- Named the Halichoeres sanchezior the tailspot wrasse, a colorful new species of fish has been found living on rubble in the waters surrounding the Revillagigedo Archipelago.
- The island system is known as the “Mexican Galapagos” for its vast marine biodiversity.
- “It’s amazing that we can still find species that are new to science in a place that people often visit — it just shows how big and complex the world is,” said Ben Frable of UC’s Scripps Institution of Oceanography San Diego.
SAN DIEGO (KSWB/KUSI) — Researchers say they discovered a new species of tropical fish during an expedition to remote islands off the Pacific coast of Mexico.
Named the Halichoeres sanchezior the tailspot wrasse, the colorful species was found living among volcanic rubble in the waters surrounding the Revillagigedo Archipelago — an island system known as the “Mexican Galapagos” for its vast marine biodiversity.
The discovery was officially entered into the scientific record on Tuesday with the publication of a paper on the species in the journal PeerJ.
“It’s amazing that we can still find species that are new to science in a place that people often visit — it just shows how big and complex the world is,” said Ben Frable of UC’s Scripps Institution of Oceanography San Diego, which is one. of the scientists on the expedition.
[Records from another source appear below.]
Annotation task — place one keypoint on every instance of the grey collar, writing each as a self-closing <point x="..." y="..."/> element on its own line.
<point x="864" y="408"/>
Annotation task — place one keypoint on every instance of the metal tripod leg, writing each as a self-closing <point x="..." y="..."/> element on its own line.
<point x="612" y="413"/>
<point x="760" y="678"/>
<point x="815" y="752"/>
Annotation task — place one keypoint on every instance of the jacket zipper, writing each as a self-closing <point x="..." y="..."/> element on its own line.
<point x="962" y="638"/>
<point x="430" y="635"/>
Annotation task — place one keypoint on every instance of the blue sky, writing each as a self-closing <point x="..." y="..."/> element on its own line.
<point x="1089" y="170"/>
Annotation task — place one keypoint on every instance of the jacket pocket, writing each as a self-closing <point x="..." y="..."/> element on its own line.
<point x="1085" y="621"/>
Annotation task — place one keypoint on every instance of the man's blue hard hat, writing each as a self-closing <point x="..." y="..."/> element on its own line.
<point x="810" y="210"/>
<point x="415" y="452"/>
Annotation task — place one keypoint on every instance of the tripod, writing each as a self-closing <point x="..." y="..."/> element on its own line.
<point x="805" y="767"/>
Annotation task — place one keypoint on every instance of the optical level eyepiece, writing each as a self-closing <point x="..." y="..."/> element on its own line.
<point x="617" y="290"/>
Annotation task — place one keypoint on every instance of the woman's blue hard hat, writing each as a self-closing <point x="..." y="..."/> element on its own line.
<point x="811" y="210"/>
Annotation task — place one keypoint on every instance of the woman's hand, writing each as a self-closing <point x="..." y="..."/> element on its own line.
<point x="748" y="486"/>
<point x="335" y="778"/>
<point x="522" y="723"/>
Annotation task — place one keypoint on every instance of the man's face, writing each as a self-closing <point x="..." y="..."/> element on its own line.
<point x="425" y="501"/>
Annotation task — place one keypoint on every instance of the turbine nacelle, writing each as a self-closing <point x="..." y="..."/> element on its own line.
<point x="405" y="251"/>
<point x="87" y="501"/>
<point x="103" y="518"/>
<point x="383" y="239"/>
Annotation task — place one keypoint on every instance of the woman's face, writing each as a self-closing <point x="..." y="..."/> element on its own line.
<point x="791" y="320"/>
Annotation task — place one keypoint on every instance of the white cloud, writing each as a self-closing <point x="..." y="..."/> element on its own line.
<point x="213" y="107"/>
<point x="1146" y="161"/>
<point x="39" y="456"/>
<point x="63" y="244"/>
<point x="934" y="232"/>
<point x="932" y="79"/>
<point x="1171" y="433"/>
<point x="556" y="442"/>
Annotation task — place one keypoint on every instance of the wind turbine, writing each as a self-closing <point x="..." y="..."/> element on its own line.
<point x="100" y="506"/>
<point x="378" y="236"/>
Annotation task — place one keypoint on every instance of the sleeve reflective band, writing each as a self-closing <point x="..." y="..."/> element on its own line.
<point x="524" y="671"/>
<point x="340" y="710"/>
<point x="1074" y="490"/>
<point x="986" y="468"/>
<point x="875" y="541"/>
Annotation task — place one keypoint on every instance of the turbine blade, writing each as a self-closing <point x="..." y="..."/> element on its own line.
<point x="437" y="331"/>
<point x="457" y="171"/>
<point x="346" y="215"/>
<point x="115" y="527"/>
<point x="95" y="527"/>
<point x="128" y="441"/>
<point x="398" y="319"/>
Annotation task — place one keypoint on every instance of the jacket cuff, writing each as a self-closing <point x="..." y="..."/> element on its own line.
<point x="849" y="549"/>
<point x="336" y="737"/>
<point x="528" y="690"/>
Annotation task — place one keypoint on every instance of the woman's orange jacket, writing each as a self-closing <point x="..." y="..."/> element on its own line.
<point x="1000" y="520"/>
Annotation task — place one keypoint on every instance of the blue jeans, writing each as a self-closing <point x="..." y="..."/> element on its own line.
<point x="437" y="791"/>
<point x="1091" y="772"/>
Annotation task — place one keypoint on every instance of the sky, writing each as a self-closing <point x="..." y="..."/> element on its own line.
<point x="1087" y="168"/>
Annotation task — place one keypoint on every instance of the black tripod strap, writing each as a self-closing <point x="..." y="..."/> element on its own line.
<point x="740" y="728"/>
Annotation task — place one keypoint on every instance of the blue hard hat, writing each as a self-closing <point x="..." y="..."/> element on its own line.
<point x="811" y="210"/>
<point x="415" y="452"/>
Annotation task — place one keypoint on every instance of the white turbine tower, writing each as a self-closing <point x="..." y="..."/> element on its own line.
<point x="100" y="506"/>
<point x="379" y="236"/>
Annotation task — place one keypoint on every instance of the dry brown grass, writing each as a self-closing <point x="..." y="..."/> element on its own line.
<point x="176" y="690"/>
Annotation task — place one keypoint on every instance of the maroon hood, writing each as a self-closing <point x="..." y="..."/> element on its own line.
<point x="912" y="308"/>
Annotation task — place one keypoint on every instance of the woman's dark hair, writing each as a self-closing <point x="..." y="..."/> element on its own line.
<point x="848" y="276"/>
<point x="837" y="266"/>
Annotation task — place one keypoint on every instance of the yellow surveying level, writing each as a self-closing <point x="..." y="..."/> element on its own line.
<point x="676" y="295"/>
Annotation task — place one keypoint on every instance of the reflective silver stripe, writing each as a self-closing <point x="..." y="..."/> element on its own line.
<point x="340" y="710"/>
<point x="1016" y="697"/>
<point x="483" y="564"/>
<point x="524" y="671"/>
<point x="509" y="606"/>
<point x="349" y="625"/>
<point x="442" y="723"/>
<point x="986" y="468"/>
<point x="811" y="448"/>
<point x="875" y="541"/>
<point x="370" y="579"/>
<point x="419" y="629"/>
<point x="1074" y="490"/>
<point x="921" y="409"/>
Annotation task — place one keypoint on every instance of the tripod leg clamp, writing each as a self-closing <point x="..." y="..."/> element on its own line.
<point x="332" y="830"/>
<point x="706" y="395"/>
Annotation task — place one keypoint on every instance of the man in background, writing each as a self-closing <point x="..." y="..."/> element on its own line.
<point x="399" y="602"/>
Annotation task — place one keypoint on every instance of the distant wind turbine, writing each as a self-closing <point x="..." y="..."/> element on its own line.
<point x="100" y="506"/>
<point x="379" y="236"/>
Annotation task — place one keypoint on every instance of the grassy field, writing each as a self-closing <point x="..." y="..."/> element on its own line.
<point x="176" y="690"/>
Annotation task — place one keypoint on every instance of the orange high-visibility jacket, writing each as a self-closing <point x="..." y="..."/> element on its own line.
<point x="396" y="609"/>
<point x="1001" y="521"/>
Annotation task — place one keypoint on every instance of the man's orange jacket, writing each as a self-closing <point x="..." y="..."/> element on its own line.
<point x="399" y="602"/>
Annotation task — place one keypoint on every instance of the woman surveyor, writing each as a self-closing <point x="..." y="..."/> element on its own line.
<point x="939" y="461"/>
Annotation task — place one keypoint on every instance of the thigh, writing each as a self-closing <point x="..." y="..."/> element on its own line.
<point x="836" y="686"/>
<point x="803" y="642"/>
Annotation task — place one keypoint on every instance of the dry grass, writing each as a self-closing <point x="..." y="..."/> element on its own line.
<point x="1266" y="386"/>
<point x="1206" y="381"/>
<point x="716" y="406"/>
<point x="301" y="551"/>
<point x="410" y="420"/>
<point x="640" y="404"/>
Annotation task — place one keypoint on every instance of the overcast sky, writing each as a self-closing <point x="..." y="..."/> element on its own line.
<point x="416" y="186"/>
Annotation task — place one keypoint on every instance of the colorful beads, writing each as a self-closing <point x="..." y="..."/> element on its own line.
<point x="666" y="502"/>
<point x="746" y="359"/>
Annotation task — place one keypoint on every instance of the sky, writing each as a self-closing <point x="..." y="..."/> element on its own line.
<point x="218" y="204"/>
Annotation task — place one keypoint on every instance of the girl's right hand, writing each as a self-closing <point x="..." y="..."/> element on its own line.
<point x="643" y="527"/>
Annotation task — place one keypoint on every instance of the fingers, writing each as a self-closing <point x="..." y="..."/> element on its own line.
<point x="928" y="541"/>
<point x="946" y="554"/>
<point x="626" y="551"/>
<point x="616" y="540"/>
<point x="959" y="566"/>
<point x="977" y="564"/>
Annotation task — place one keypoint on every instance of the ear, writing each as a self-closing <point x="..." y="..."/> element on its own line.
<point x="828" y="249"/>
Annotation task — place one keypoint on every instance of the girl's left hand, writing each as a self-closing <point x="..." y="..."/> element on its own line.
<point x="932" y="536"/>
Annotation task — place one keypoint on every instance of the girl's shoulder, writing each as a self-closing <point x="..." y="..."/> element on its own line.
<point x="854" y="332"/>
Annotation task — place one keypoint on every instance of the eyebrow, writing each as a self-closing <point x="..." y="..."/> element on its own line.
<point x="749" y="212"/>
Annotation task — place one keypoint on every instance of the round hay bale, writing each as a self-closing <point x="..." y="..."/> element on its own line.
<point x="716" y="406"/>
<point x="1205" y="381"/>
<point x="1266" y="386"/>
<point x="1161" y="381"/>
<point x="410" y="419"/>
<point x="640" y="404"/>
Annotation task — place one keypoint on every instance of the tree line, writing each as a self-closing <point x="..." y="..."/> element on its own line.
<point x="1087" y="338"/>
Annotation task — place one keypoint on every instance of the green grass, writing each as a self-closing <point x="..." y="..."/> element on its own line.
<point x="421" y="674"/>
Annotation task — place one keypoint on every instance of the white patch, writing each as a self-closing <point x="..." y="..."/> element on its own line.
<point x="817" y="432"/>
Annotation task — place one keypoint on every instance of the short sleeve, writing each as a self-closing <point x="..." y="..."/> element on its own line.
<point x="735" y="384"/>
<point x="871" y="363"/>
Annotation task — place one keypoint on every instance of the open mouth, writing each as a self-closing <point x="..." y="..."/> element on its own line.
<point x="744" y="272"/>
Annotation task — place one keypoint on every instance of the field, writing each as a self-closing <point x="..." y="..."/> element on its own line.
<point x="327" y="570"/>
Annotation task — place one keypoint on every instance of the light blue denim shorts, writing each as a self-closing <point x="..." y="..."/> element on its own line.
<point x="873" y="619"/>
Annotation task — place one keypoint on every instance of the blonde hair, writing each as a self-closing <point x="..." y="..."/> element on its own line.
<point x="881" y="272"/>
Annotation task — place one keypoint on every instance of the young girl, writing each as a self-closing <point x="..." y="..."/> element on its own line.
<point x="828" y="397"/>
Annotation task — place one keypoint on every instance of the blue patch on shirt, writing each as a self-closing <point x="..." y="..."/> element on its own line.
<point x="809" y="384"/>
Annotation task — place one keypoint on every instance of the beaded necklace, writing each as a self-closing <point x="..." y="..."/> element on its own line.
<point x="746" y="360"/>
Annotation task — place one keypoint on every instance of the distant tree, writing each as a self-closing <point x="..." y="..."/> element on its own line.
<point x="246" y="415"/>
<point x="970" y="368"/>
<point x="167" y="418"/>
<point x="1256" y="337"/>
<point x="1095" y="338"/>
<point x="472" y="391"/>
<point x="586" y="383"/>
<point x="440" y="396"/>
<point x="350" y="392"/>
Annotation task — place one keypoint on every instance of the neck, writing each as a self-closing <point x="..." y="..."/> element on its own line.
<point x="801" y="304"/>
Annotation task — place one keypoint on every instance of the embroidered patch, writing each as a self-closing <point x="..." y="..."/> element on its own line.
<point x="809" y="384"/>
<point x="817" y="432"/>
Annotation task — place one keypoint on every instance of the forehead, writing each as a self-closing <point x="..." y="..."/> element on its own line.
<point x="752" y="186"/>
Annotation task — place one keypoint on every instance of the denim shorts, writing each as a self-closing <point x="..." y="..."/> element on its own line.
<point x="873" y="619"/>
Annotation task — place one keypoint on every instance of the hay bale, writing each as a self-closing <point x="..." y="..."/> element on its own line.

Based on specimens examined by Frable and the rest of the team, the species range in size from about an inch long to about six inches, Scripps said. They are also believed to be hermaphroditic, beginning life as female with some eventually transitioning to male.
Smaller female fish are mostly white with reddish horizontal stripes along their top half and black spots on their dorsal fin, behind their gills and just in front of their tail fin. The male fish was described by Frable as having “orangey red above fading to a yellow belly with a dark band at the base of the tail.”
According to Scripps, researchers believe they are related to other fish in the wrasse family, such as the California sheephead and bluestreak cleaner wrasse, both pictured below. However, the species is believed to be endemic, meaning it is unique to the area and not found anywhere else on Earth.
Located 250 miles south of the Baja California peninsula, the Revillagigedo islands are known for their abundance of marine life, due in part to protections that prevent fishing in the area.
This preservation of the island’s aquatic biosphere regularly attracts recreational scuba divers and scientists, offering them a “window back to a time before intensive fishing,” as Frable describes it.
Compared to other islands, however, Revillagigedo’s underwater wildlife remains poorly studied. According to Scripps, the last rigorous scientific survey of the island’s fish species took place more than two decades ago.
That lapse prompted marine scientist Carlos Armando Sánchez Ortíz of the Universidad Autónoma de Baja California Sur to mount the latest expedition with a team of international researchers in November 2022, leading to the discovery of the tailspot wrasse.
Over the course of the two-week excursion, the group, which included dozens of underwater researchers and photographers, explored all four islands in the Revillagigedo system on 30 different research dives, collecting of more than 900 specimens representing more than 100 species of fish.
As Frable recalled, the team encountered a tailspot wrasse on the last day of the trip when Sánchez collected a small, red fish in the water off San Benedicto Island about 70 feet below the surface without really knowing what it was.
Back on the boat, Frable said they realized the specimen was a type of wrasse and matched a photo of a fish of an unknown species captured by a diver in 2013.
On one of the last dives of the expedition, Frable found another species of this fish, but it slipped through the team’s nets. However, on the last dive of the trip, Frable and the National History Museum of Los Angeles County’s William Lundt recovered another specimen.
According to Scripps, DNA analysis confirmed that the fish are part of a district species, bringing the total number of endemic fish species for the Revillagigedo Archipelago to 14.